Et ils avaient vu juste : en passant les couches sédimentaires du lac au peigne fin, ils y ont déniché de minuscules fragments d'ADN de moutons, et trouvé une concentration de biomarqueurs issus de leurs matières fécales. Piégés depuis des siècles dans ces « archives » terrestres. Grâce à un séquençage rapide, ils ont pu les faire remonter entre la fin du Ve et le début du VIe siècle de notre ère. Les traces de matière fécale, des molécules spécifiques produites par le système digestif des mammifères, constituent selon l'étude un indicateur « sans équivoque » de présence humaine et animale - contrairement au pollen ou au charbon de bois par exemple, qui peuvent être modifiés par l'érosion ou les variations climatiques, et sont donc moins robustes.

Dans ces îles isolées à mi-chemin entre la Norvège et l'Islande, tous les mammifères ont été introduits par l'homme. « Il n'y avait pas de moutons sauvages avant les premiers peuplements », confirme William D'Andrea, qui travaille au Lamont-Doherty Earth Observatory de l'Université américaine de Columbia, dans l'Etat de New York.

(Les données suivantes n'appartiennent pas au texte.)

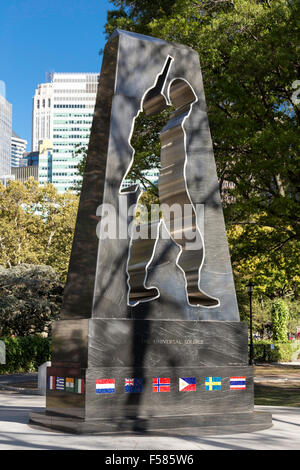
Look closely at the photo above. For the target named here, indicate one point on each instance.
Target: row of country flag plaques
(135, 385)
(163, 384)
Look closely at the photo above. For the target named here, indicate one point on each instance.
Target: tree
(37, 225)
(30, 299)
(250, 57)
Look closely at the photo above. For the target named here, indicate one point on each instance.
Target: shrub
(280, 317)
(25, 354)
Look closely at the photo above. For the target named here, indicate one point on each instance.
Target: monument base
(193, 425)
(152, 376)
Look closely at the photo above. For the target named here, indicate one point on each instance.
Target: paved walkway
(16, 434)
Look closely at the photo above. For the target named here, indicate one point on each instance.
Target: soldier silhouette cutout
(181, 224)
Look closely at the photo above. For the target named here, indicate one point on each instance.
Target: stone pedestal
(210, 355)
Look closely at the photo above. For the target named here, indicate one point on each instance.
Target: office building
(5, 133)
(24, 173)
(63, 111)
(18, 148)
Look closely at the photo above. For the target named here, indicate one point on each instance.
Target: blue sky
(39, 36)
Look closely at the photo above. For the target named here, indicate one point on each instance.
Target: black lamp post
(250, 286)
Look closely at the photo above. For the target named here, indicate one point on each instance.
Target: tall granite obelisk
(149, 338)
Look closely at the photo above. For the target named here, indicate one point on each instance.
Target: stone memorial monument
(149, 338)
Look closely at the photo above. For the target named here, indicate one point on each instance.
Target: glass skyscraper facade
(62, 114)
(5, 133)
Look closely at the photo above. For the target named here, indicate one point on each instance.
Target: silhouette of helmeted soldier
(172, 190)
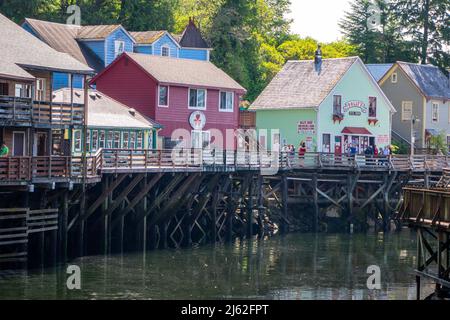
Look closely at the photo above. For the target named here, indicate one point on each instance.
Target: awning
(356, 131)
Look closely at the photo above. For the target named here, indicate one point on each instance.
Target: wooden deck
(22, 111)
(58, 168)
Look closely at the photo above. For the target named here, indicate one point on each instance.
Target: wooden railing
(14, 109)
(129, 160)
(24, 110)
(430, 207)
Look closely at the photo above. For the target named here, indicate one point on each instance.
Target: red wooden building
(195, 96)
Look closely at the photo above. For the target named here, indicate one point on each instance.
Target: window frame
(394, 76)
(433, 105)
(376, 108)
(226, 100)
(340, 104)
(40, 90)
(165, 46)
(159, 96)
(404, 105)
(78, 140)
(116, 48)
(205, 99)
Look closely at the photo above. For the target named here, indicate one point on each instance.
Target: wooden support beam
(105, 194)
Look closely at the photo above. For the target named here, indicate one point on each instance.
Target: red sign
(355, 104)
(306, 127)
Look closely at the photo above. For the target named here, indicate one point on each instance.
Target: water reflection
(297, 266)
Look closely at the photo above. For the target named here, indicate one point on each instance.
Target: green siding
(355, 86)
(287, 122)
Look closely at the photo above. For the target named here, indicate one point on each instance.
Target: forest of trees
(252, 38)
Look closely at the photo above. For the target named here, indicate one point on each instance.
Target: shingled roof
(62, 38)
(192, 37)
(20, 48)
(379, 70)
(104, 111)
(429, 79)
(182, 72)
(298, 85)
(147, 37)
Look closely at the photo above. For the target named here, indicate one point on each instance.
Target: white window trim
(189, 99)
(168, 102)
(394, 76)
(342, 105)
(403, 113)
(75, 149)
(376, 107)
(165, 46)
(43, 89)
(434, 103)
(116, 46)
(24, 142)
(232, 101)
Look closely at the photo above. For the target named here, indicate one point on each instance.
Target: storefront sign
(306, 127)
(197, 120)
(383, 140)
(355, 107)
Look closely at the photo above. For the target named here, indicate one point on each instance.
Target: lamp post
(414, 120)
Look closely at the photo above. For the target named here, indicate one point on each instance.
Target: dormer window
(394, 77)
(372, 107)
(119, 48)
(165, 51)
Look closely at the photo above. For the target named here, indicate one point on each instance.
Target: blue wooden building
(98, 46)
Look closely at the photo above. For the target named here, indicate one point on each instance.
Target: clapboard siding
(120, 35)
(97, 47)
(61, 80)
(176, 116)
(194, 54)
(166, 40)
(127, 83)
(143, 49)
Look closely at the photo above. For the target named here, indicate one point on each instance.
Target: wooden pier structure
(55, 208)
(427, 210)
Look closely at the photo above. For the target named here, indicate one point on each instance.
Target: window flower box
(338, 117)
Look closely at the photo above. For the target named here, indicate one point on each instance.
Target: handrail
(129, 160)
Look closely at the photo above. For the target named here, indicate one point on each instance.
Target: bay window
(226, 101)
(197, 99)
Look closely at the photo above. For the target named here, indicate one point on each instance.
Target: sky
(318, 18)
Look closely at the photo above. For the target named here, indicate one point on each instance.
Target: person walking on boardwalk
(4, 150)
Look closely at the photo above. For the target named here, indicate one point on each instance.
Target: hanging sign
(355, 107)
(306, 127)
(197, 120)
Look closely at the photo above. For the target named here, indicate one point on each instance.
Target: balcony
(24, 111)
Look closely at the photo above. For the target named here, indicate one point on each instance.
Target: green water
(296, 266)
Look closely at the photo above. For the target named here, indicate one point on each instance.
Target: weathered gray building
(419, 91)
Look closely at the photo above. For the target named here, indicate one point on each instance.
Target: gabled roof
(192, 37)
(147, 37)
(429, 79)
(62, 38)
(106, 112)
(12, 70)
(98, 32)
(298, 85)
(182, 72)
(379, 70)
(20, 48)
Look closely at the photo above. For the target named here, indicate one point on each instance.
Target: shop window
(337, 105)
(372, 107)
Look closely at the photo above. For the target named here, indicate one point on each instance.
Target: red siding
(127, 83)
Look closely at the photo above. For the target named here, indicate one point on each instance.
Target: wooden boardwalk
(427, 210)
(22, 170)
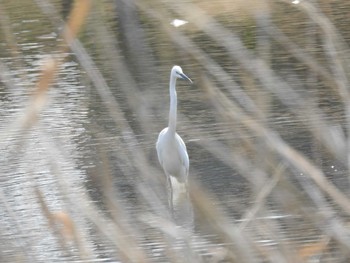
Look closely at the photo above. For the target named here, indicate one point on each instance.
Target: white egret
(171, 149)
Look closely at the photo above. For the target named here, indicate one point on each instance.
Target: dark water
(75, 139)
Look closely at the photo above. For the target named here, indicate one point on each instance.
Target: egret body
(171, 149)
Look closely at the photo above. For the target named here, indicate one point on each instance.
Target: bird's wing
(183, 153)
(158, 145)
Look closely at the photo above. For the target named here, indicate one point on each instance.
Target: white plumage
(171, 149)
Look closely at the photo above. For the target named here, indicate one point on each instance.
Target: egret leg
(170, 197)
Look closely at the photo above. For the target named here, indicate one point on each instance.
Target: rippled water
(61, 155)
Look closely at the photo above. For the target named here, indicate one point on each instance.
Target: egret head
(177, 73)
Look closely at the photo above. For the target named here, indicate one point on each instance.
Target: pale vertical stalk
(173, 105)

Sa datation des matières fécales coïncide avec une évolution de la végétation à la même période, révélée par une augmentation de la présence d'ADN des graminées et la disparition des plantes ligneuses : deux indices suggérant que ces premiers colons faisaient paître le bétail sur les îles, entre 300 et 400 ans avant le débarquement viking.

Reste à trouver la preuve scientifique que ces premiers colons étaient bien celtes, précise le Pr D'Andrea. Ce sera difficile, tant « les causes des migrations humaines sont diverses, entremêlées, liées à des questions climatiques, politiques, de ressources, ou tout simplement à l'esprit d'exploration de l'homme... Ne serait-ce pas formidable de pouvoir leur demander ? ».